Il n’est pas l’heure d’essayer d’attraper le train du progrès en s’adaptant aux
derniers gadgets en vogue. Nous ferions mieux de commencer à réfléchir à la
construction de nouveaux réseaux de communication techniquement
indépendants de la surveillance généralisée.

Notes

[1Extrait du "livre bleu" (2004) du GIXEL (Groupement des industries électroniques) :

"Acceptation par la population : La sécurité est très souvent vécue dans nos sociétés démocratiques comme une atteinte aux libertés individuelles.

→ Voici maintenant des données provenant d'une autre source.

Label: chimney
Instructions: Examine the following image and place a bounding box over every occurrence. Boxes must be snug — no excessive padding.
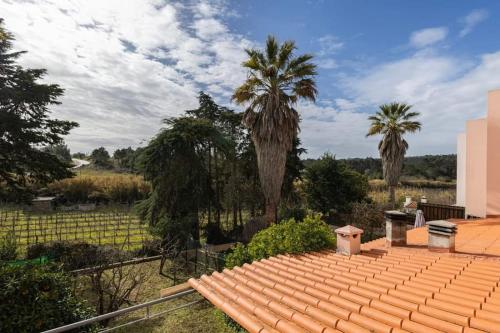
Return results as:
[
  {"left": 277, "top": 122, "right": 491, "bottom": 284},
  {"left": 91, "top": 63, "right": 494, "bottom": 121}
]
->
[
  {"left": 335, "top": 225, "right": 363, "bottom": 256},
  {"left": 427, "top": 220, "right": 457, "bottom": 252},
  {"left": 385, "top": 210, "right": 408, "bottom": 247}
]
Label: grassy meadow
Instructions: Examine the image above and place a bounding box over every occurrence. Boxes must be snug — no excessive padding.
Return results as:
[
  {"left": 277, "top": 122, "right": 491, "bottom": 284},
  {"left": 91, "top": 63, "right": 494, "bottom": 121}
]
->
[
  {"left": 0, "top": 209, "right": 151, "bottom": 253},
  {"left": 369, "top": 179, "right": 456, "bottom": 205},
  {"left": 47, "top": 168, "right": 150, "bottom": 204}
]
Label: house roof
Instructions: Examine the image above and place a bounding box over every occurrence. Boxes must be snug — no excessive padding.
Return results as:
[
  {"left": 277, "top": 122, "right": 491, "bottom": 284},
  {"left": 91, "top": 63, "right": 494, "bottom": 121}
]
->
[{"left": 189, "top": 221, "right": 500, "bottom": 333}]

Il faut donc faire accepter par la population les technologies utilisées et parmi celles-ci la biométrie, la vidéosurveillance et les contrôles.
Plusieurs méthodes devront être développées par les pouvoirs publics et les industriels pour faire accepter la biométrie.
Elles devront être accompagnées d’un effort de convivialité par une reconnaissance de la personne et par l’apport de fonctionnalités attrayantes :
- Éducation dès l’école maternelle, les enfants utilisent cette technologie pour rentrer dans l’école, en sortir, déjeuner à la cantine, et les parents ou leurs représentants s’identifieront pour aller chercher les enfants.
- Introduction dans des biens de consommation, de confort ou des jeux : téléphone portable, ordinateur, voiture, domotique, jeux vidéo
- Développer les services « cardless » à la banque, au supermarché, dans les transports, pour l’accès Internet, ...
La même approche ne peut pas être prise pour faire accepter les technologies de surveillance et de contrôle, il faudra probablement recourir à la persuasion et à la réglementation en démontrant l’apport de ces technologies à la sérénité des populations et en minimisant la gène occasionnée.
Là encore, l’électronique et l’informatique peuvent contribuer largement à cette tâche.